Roses couchées, 1919, huile sur panneau de fibres dures, 32 x 39,5 cm (R.), 19 x 26,5 cm (o. R.)

Roses couchées, 1919

On y voit une nature morte qui laisse déjà clairement apparaître l’orientation d’Evard vers une conception expressive de la couleur et de la forme propre à la première modernité. Les roses, modelées dans des tons chauds de rose et de jaune, ne sont pas travaillées de manière naturaliste jusque dans le détail, mais paraissent volontairement simplifiées et aux contours doux. Ce traitement pictural renvoie à la confrontation d’Evard avec le postimpressionnisme et les premiers courants expressionnistes, dans lesquels la couleur et l’atmosphère gagnent en importance au détriment d’une représentation botanique précise.

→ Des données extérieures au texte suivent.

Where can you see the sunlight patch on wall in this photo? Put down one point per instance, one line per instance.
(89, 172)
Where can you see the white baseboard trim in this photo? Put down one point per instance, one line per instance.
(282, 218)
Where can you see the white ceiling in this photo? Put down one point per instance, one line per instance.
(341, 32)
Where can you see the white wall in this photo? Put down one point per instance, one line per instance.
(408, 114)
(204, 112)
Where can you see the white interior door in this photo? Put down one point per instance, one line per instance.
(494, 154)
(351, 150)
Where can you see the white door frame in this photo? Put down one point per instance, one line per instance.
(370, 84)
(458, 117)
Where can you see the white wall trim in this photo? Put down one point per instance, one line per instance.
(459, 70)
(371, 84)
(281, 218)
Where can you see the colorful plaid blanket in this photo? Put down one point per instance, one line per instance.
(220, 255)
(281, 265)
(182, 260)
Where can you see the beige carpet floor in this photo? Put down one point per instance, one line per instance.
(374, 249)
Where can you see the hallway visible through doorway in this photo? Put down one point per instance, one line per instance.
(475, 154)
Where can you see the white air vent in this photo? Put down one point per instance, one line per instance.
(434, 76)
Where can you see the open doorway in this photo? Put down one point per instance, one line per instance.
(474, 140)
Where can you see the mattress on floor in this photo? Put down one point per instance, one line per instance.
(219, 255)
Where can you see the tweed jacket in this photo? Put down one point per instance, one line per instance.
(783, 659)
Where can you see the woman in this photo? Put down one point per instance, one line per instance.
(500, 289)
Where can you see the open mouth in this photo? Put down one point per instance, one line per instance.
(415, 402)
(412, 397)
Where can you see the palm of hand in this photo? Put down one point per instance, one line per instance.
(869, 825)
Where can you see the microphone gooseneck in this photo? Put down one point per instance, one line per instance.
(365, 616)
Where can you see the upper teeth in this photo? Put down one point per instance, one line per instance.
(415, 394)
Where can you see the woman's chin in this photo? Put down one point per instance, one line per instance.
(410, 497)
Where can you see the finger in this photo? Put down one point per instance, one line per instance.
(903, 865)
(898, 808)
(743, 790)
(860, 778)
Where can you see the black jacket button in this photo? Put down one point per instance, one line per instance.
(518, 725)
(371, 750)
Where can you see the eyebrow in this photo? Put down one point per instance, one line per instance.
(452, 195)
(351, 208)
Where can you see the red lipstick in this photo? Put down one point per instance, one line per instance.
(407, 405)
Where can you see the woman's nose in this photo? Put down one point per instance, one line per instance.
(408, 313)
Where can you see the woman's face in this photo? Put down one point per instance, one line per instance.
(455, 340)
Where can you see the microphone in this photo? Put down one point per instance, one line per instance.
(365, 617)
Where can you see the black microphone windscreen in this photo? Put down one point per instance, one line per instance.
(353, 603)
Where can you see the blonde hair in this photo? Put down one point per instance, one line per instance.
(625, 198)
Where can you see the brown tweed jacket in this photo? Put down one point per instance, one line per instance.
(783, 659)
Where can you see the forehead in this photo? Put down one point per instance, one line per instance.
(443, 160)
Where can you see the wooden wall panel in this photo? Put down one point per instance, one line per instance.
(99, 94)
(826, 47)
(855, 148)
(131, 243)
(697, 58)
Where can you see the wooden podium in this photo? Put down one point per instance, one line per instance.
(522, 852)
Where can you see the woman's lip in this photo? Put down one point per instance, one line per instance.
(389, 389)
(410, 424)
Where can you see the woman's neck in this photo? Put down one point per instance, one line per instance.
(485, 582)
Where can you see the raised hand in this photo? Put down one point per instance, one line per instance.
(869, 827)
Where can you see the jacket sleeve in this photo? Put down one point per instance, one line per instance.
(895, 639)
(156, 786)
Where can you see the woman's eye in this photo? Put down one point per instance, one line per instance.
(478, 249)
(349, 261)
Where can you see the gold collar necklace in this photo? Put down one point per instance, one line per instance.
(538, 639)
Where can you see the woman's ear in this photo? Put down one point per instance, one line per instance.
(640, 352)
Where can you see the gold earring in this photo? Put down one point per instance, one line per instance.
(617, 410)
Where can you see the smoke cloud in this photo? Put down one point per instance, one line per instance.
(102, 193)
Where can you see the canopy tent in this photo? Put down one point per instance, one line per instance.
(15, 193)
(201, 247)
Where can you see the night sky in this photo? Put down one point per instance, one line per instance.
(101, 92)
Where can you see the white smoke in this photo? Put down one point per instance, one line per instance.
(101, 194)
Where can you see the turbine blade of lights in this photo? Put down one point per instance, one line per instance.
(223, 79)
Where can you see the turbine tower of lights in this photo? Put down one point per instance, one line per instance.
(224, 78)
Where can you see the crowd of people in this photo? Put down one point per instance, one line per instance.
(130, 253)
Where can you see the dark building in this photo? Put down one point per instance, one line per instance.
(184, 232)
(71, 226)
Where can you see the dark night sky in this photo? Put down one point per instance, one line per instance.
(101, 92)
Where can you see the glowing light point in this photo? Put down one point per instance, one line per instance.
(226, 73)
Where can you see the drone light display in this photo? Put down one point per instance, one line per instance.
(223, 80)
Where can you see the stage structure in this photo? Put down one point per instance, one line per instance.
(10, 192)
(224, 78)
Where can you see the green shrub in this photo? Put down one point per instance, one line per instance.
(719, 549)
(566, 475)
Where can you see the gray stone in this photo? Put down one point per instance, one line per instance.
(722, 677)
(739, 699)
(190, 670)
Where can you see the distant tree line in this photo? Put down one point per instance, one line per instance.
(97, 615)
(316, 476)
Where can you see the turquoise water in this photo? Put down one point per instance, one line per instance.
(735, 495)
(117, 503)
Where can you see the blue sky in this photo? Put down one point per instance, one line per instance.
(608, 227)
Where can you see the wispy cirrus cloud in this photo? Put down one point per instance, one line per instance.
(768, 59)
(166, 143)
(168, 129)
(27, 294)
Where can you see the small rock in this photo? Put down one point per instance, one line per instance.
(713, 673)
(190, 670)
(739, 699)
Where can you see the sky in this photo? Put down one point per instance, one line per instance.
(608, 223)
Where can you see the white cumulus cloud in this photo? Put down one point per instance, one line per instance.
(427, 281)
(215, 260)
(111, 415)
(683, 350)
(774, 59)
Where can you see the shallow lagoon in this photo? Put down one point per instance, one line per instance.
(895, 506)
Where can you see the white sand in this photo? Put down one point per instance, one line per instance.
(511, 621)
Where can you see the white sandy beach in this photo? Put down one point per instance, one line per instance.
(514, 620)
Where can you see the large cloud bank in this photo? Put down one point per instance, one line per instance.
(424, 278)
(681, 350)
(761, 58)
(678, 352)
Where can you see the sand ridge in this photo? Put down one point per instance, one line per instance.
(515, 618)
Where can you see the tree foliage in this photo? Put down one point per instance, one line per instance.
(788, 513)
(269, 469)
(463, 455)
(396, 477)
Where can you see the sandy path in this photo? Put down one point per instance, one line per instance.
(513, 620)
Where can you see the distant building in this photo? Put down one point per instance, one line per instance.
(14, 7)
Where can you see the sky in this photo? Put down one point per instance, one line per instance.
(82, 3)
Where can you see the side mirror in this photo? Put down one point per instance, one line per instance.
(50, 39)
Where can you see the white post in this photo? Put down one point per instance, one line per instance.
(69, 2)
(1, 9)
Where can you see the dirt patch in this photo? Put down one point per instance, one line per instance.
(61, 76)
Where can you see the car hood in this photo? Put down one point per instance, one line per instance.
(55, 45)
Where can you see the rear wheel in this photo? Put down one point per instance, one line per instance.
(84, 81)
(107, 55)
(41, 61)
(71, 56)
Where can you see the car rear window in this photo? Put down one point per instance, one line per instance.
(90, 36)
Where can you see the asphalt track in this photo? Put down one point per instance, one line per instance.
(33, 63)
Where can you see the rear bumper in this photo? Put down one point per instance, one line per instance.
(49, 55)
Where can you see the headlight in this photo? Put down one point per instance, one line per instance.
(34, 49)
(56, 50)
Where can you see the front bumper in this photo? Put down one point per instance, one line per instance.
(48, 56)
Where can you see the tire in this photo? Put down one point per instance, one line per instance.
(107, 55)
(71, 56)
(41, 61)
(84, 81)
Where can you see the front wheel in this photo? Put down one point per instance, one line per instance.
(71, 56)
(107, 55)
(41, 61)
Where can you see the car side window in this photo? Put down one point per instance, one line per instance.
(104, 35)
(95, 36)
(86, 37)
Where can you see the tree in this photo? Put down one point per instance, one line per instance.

Le feuillage est traité dans des verts souples, posés avec rythme, et confère à l’arrangement floral un mouvement vivant, tandis que l’arrière-plan est rendu par des aplats de couleur empâtés et flous. Il en résulte un effet presque flottant, poétique, qui soustrait la nature morte au genre purement décoratif et l’inscrit dans le contexte d’une conception moderne de l’image, marquée par la subjectivité. La composition témoigne de l’intérêt d’Evard pour l’équilibre entre structure et finesse – un trait qui devait plus tard marquer également sa peinture constructive et abstraite.